Bronte's Inferno XVI (All The Terrible Books)
By Ewan
- 265 reads
The Editor-At-Large had acquired a battered looking fedora from somewhere. He performed a graceful doffing just before I saw him disappear into the Gents. I waited twenty minutes before assuming it was a dismissal. I thought about checking the cubicles, but didn’t. He might have left a window open as he left, but I had the distinct feeling he hadn’t – and I didn’t want to know for sure. On the table in front of me was yet another sheet of paper with the now familiar script. There wasn’t much on it. A pair of sentences, the whole consisting of several lines, each with a hand drawn box beside it, in which one further sentence exhorted me to place a cross, a tick or any suitable mark in one of said boxes, to indicate my preference, and then to sign at the foot of the page.
“ I hereby agree to the conditions of the contract in full: to wit that, after twenty years, I shall work in whichever location Charnel House or its next iteration chooses, writing all the terrible books deemed necessary by The Editor-At-Large regardless of whose name appears on the cover” □
“I agree to replace Enoch, both as Wanderer and guardian of Girt Dog Of Ennerdale” □
I crumpled the paper into a ball, threw it towards a receptacle marked litter. Naturally, I missed. An insubstantial old fellow, wearing a cow-gown, such as a farmer or veterinarian might use, appeared. He’d as well have been accompanied by a flash and a puff of smoke, so suddenly did he materialise. He bent down to pick the ball of paper up and handed it back to me. I stuffed it in the breast pocket holding his three coloured biros and called him a rather impolite name. A man’s patience has its limits.
As fate would have it, Charon was on the point of entering The Parsonage Museum as I was preparing to exit. I was almost knocked off my feet, but she was swift enough to catch me as I fell.
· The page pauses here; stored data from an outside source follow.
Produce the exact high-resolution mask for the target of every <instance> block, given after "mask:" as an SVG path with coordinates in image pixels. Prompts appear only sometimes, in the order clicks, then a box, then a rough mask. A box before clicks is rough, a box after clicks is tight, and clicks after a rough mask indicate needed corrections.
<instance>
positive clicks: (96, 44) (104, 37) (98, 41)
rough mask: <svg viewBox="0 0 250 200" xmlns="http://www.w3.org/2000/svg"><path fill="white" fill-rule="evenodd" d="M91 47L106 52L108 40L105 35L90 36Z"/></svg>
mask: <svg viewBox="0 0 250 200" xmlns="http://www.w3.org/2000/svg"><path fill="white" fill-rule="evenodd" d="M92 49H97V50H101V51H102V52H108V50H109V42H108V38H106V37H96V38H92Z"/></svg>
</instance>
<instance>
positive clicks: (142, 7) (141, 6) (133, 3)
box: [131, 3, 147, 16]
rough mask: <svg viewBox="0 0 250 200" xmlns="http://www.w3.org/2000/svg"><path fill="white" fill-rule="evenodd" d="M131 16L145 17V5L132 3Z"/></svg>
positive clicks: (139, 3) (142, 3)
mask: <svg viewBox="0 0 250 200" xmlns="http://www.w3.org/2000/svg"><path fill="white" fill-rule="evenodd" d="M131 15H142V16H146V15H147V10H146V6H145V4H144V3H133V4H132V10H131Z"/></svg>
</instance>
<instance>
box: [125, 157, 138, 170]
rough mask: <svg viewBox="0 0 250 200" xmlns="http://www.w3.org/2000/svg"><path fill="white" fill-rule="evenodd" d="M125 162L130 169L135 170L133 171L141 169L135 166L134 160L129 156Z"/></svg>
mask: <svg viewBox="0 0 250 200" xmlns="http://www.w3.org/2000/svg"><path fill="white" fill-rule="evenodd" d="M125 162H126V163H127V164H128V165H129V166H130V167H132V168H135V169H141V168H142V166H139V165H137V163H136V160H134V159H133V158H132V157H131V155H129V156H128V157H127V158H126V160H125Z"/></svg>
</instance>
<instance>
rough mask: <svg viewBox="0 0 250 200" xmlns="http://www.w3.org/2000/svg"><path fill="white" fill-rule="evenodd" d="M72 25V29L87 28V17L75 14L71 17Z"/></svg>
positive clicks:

‘No funny business, Mister.’
It truly was some time since I had contemplated any sort of business of that kind, funny or otherwise. I was quite flattered that she considered me capable of any behaviour that might be considered less than appropriate. Then I reflected that I would never be her partner of preference in the matter of funny business, in any case.
I allowed Charon space to effect her exit before following her to the Phantom V. The car had remained untouched. Perhaps Haworth had fewer disenchanted youths than Harehills. Or any that they did have, had been frightened off by my driver. Goodness knows she frightened me, and not just with her driving.
One mustn’t form the impression that Charon was in any way unattractive. Indeed, in younger days, I would have spent many a happy hour contemplating her jodhpurs and boots, how she filled them and how to get her out of them. Those days were long gone, of course, and, furthermore, who would have dared offer any compliment at all, for fear of repercussions?
Charon slammed the door with somewhat more force than necessary, as I was making myself comfortable in the back of the Rolls. Was everyone a mind-reader nowadays? I noted that the glass between chauffeuse and passenger was closed. The tiny cocktail cabinet had been replenished, heaven knows how, so I cracked another bottle of fizz, just to pass the time.